Traders are contemplating buying European hot-rolled coil (HRC) futures and selling US paper, in the steel market’s own ‘blue-wave’ trade.
The rationale is that in the event of Joe Biden winning the US presidency, he will repeal or dilute the Section 232 tariff on imported steel imposed by incumbent Donald Trump.
The European buy could be helped should the European Commission impose provisional dumping duties on Turkey. However, consensus is building around a high single-digit provisional duty. Some say this could provide more downside than upside, while others expect it to support European pricing. The commission will soon announce that Turkish imports will be subject to registration, meaning they can be hit with retroactive duties in the event that dumping is proven.

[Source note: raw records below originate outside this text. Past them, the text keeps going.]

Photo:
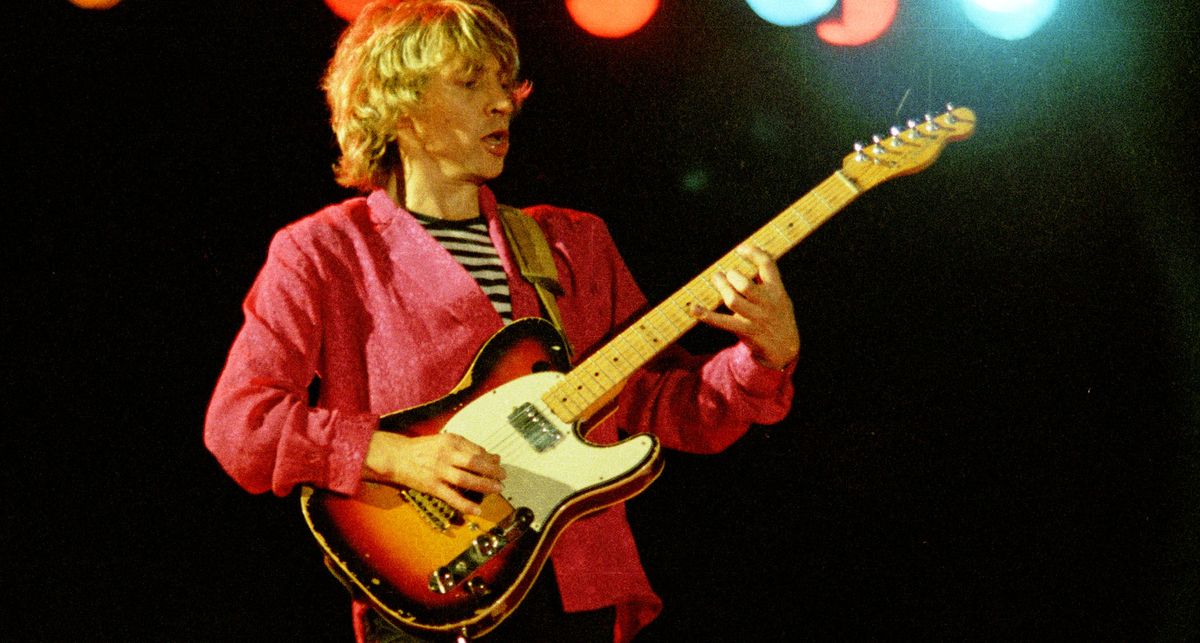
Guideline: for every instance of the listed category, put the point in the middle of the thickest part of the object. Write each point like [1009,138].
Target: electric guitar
[435,571]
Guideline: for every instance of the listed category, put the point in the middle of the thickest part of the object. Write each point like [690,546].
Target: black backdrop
[995,430]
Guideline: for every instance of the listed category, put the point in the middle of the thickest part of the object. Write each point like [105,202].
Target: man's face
[460,130]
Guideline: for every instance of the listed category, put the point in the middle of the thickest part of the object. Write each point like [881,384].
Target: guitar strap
[537,263]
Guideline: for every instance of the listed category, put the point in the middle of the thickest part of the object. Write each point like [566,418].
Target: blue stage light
[791,12]
[1009,19]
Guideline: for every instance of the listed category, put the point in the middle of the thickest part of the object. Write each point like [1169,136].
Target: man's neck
[450,202]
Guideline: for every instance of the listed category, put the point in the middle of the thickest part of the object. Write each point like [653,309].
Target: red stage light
[611,18]
[347,8]
[862,20]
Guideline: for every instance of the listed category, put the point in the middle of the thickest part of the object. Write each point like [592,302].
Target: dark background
[995,428]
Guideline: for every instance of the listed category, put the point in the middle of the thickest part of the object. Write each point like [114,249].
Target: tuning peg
[912,130]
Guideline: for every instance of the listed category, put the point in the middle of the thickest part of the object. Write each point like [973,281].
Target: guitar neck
[598,378]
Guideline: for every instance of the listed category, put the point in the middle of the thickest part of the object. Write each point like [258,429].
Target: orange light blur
[95,4]
[611,18]
[347,10]
[862,20]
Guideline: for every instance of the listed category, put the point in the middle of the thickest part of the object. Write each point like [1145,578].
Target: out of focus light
[95,4]
[791,12]
[347,10]
[611,18]
[862,20]
[1009,19]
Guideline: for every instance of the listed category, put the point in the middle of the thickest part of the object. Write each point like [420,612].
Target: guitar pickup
[481,550]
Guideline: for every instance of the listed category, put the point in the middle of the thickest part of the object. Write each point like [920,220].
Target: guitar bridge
[481,550]
[534,427]
[439,515]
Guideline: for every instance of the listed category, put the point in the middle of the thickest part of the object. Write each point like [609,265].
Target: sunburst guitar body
[432,570]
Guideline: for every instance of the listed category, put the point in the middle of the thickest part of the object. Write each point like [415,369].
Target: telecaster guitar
[432,570]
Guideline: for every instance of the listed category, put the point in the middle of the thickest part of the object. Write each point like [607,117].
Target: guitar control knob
[441,581]
[477,587]
[486,545]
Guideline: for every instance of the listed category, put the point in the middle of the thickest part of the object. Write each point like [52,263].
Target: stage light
[1009,19]
[862,20]
[791,12]
[95,4]
[611,18]
[347,10]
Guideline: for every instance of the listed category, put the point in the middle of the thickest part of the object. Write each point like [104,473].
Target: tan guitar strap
[537,263]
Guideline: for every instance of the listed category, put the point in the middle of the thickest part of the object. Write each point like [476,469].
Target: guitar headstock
[907,151]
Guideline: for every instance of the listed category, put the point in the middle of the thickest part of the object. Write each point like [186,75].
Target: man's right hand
[442,464]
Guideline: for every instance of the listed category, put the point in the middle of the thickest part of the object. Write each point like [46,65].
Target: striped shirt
[469,244]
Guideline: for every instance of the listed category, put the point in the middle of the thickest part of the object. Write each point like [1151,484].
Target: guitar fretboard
[591,384]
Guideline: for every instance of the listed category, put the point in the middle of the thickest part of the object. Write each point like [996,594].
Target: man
[387,299]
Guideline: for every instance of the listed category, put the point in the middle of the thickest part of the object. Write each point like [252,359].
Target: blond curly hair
[383,62]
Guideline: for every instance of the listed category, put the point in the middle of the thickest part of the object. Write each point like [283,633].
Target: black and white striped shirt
[469,244]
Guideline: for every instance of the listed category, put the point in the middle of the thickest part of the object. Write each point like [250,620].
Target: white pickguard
[543,480]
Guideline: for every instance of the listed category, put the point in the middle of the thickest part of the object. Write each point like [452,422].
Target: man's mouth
[497,142]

Some question whether tinkering with trade policy will be high on Biden’s agenda should he win the election, as other issues, such as Covid-19, are likely to take precedence.
On US exchange operator CME Group’s US HRC contract, the forward curve was softening from April onwards: April was down by $9/st at $633/st, while May and June were off $6/t and $10/t, respectively. July, August and September were off $8/st, $2/st and $7/st. The curve, which settles against CRU’s weekly US index, was backwardated from May until October.
The EU contract, which settles against Argus‘ daily northwest EU HRC index, was little changed at time of publication. February nudged up by €2/t to €516/t, while March was up by €3/t to €508/t.